Scum – Garden of Shadows
Etikette 2016 yazdığına bakmayın. Birazdan aslında 1990’lardan bir albüme göz atacağız birlikte. Finlandiyalı death metal grubu SCUM, 1990’ların ortasında hiç de fena olmayan; fakat o dönemin İskandinav metal dünyası içinde kendini özel olarak konumlandırmayı başaramayan iki albüme imza atmıştı. Üçüncü albümü “Garden of Shadows”u da 1996 yılında kaydeden grup, o dönem birlikte çalıştıkları Black Mark Production’a kayıtları gönderip beklemeye koyulduktan sonra maalesef ki kendilerine bir muhatap bulamamıştı.
Black Mark Production’ın o dönemki yoğunluğundan mıdır bilinmez, pek çok grubun benzer sorunlar yaşadığıyla ilgili bilgiler bulabilirsiniz biraz araştırmayla; fakat konudan sapmayalım. Başka problemlerin yanında bir de albümleriyle ilgili hiçbir geri dönüş alamamanın etkisiyle SCUM, o dönem dağılarak faaliyetlerine son vermişti.

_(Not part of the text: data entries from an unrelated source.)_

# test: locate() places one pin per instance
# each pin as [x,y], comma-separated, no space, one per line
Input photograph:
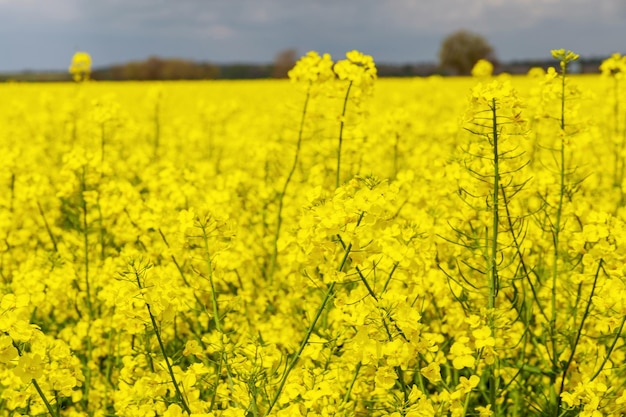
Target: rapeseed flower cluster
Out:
[166,252]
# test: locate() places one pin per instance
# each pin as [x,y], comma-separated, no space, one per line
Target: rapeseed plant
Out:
[203,259]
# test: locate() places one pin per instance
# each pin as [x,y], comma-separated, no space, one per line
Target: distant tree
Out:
[283,62]
[462,49]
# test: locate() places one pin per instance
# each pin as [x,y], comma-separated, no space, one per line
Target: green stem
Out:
[577,339]
[52,412]
[296,357]
[341,126]
[179,394]
[557,230]
[281,198]
[493,266]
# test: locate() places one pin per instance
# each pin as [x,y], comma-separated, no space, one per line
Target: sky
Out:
[44,34]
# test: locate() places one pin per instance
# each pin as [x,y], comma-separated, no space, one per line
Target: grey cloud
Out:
[39,36]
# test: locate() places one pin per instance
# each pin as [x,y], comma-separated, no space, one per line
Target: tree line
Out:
[458,53]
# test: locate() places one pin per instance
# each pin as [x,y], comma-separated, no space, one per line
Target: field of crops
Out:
[333,245]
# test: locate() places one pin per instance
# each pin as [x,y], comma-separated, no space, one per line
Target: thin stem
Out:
[493,265]
[577,339]
[179,394]
[341,125]
[281,198]
[305,341]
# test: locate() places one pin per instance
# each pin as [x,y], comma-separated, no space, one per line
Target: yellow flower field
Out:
[333,245]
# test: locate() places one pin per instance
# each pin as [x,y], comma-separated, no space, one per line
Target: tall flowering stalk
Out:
[80,68]
[360,72]
[311,70]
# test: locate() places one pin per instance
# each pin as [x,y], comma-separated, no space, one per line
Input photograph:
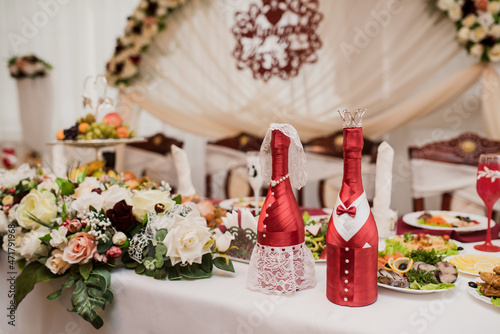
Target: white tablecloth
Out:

Aynı zamanda ellerindeki master kopyanın da kaybolmasıyla beraber “Garden of Shadows”un akıbeti epey bilinmezlere doğru kayıyordu.
Aradan neredeyse 20 yıl geçtikten sonra grup elemanlarının bir arkadaşlarının evinden çıkan master kayıt, favori plak şirketlerimden biri olan Finli Blood Music’in ilgisine nail olunca 1996’da kaydedilmiş; fakat bir daha gün yüzü görmemiş “Garden of Shadows” ikinci bir şans bulmuş oldu, ve Kasım 2016’da piyasaya sürüldü.
AMORPHIS yahut erken dönem PARADISE LOST’un melodik gitar oyunlu death metali çizgisinde bir müzik yapan SCUM, 1990’lar İskandinavyasının müzikal olarak ne derece zenginliklerle dolup taştığının bir göstergesi daha. Efsanevi “Draconian Times” kadar gotiğe kaçmasa da, “Garden of Shadows”da benzer tonlarla ve benzer melodik yapılarla bezeli bir atmosferden bahsedebiliriz. Bilhassa riflerin fazlasıyla melodik çizgide gitmesi, vokallerin brutal vokal ile düz konuşma arasında gidip gelen icrası iki grup arasında epeyce benzerlik çizmek için yeterli oluyor.
Grup çok kısa aralıklarla üç albüm kaydetmesine rağmen müzikal olarak “Garden of Shadows”ta oldukça olgun bir çizgiye ulaşmış gözüküyor. Özellikle albümdeki favori şarkım olan Mountain of the Hawks’ın aynı anda hem insanın çenesini sıktıracak kadar pislik, hem de alabildiğine melodik gitarları ve gittikçe epikleşen kapanışı, bu kısa aralıklara rağmen grubun işini ciddiye alarak yaptığının kanıtı gibi.
Adının neden SCUM olduğuna katiyen anlam veremediğim grup (ya hardcore/grindcore, ya da apaçık punk bir müzik beklentisi yaratıyor zira) şarkı sözlerinde ciddi konulara değinmeyip fantastik edebiyat çizgisinde ilerliyor. Açıkçası grubun müziği dışında hiçbir elementinin ön planda olduğundan bahsedemeyiz. Tabii ki bunda grubun aslında 20 yıl önce dağıldığının ve elemanlarının artık pek bir imaj derdinde olmadığının da etkisi olduğunu yadsımak mümkün değil. Her ne olursa olsun, “Garden of Shadows” müziğine odaklanmanın yeterli olduğu bir albüm zaten, fazlasına gerek bırakmıyor.
“Garden of Shadows” 1996’da piyasaya çıkmış olsaydı ne denli bir etki yaratabilirdi açıkçası çok emin değilim. Adı şimdikine nazaran (neredeyse hiç) daha fazla anılan bir grup olurdu orası kesin; ama death metalin bahsettiğim ayağından yürüyüp de ismini metal tarihine yazdırabilen TIAMAT kadar kendini büyütebilir miydi, bilemiyorum. Albümü çok sevip defalarca dinlememe rağmen, “Garden of Shadows”un bir hit parça eksiği çektiği kesin mesela. Yine de Black Mark Records’ın vaktinde SCUM’a bir haksızlık yaptığı apaçık ortada. Şu an bize düşen Blood Music’e bize 20 yıl öncesinden bu kara mücevheri bulup çıkarttığı için teşekkür etmek. Kendilerinin Bandcamp sayfasından istediğiniz kadar ücret ödeyerek (ya da ödemeyerek) albümü yüksek kalitede indirebilir, dinleyebilirsiniz.